To train your custom voice in the cloud using Google Colab and then run the resulting voice model completely offline on any lightweight local computer, follow these four steps:

### Step 1: Prepare and Upload Inputs to Google Drive
Create a folder named `tts_input` in your Google Drive root directory.
Upload the following three files (examples of which are provided in this repository):

1. **`reference.wav`**: A clean, 3-to-10-second audio recording of the target speaker.
2. **`transcript.txt`**: A text file containing the exact words spoken in `reference.wav`.
3. **`sentences.txt`**: A text file containing a list of sentences (recommended: 100 to 500 prompts) you want the cloned voice to say to create the training corpus.

> [!TIP]
> **Voice Quality Guidelines**
> For perfect voice clones, ensure `reference.wav` is completely "dry" (no background music, no echoes, no static noise) and recorded with a clear, standard microphone.

---

### Step 2: Batch Dataset Generation
Open [qwen_tts_dataset_generator.ipynb](qwen_tts_dataset_generator.ipynb) in Google Colab (tested on **A100 GPU 2025.10 High-RAM** runtime):

1. **Mount Drive**: The notebook will guide you to authorize Google Drive access.
2. **Configure Paths**: Point to your uploaded inputs:
* Reference Audio: `/content/drive/MyDrive/tts_input/reference.wav`
* Transcript File: `/content/drive/MyDrive/tts_input/transcript.txt`
* Targets List: `/content/drive/MyDrive/tts_input/sentences.txt`
3. **Run Batch Synthesis**: The cell downloads the lightweight `qwen-tts` framework and synthesizes all lines in `sentences.txt` in the cloned voice.
4. **Result**: Your Google Drive is populated with an LJSpeech-formatted dataset inside `/MyDrive/piper_dataset` (containing `wavs/` and a normalized `metadata.csv`).

---

### Step 3: Standalone Piper Model Fine-Tuning
Open [piper_train_colab.ipynb](piper_train_colab.ipynb) in Google Colab (tested on **A100 GPU 2025.10 High-RAM** runtime):

> [!IMPORTANT]
> **Google Drive API Protection**
> Training checkpoints and PyTorch Lightning logging write highly frequent I/O operations. Writing these directly to mounted Google Drive folders triggers severe API rate limits and locks up training.
>
> **The Fix**: This notebook performs all training on the **Colab Local VM Storage** (`/content/piper_logs`). A specialized script then performs non-blocking smart backups of your training progress back to Google Drive (`/MyDrive/piper_training_logs`) allowing safe resumes across sessions.

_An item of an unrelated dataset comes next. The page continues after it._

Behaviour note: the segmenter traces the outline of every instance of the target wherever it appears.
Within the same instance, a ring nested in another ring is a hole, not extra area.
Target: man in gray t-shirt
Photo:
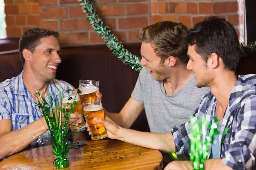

1. **Preprocessing**: The notebook automatically resamples the Qwen-generated audio from 24kHz down to 16kHz (optimized for Piper low/medium quality tiers) and formats it.
2. **Base Checkpoint**: Downloads the pre-trained `Lessac Low` checkpoint to begin transfer learning.
3. **Training Execution**: Fine-tunes the model. A Tensorboard widget displays live training loss.
4. **ONNX Compilation**: The final cell compiles the absolute latest checkpoint (`.ckpt`) into an optimized `.onnx` graph and packs it with its matching `.onnx.json` configuration file, dropping both in your Google Drive root.

---

### Step 4: Local Offline Deployment
Once training is finished, download the compiled `.onnx` and `.onnx.json` files from your Google Drive. You can run high-fidelity text-to-speech completely offline locally on Raspberry Pi!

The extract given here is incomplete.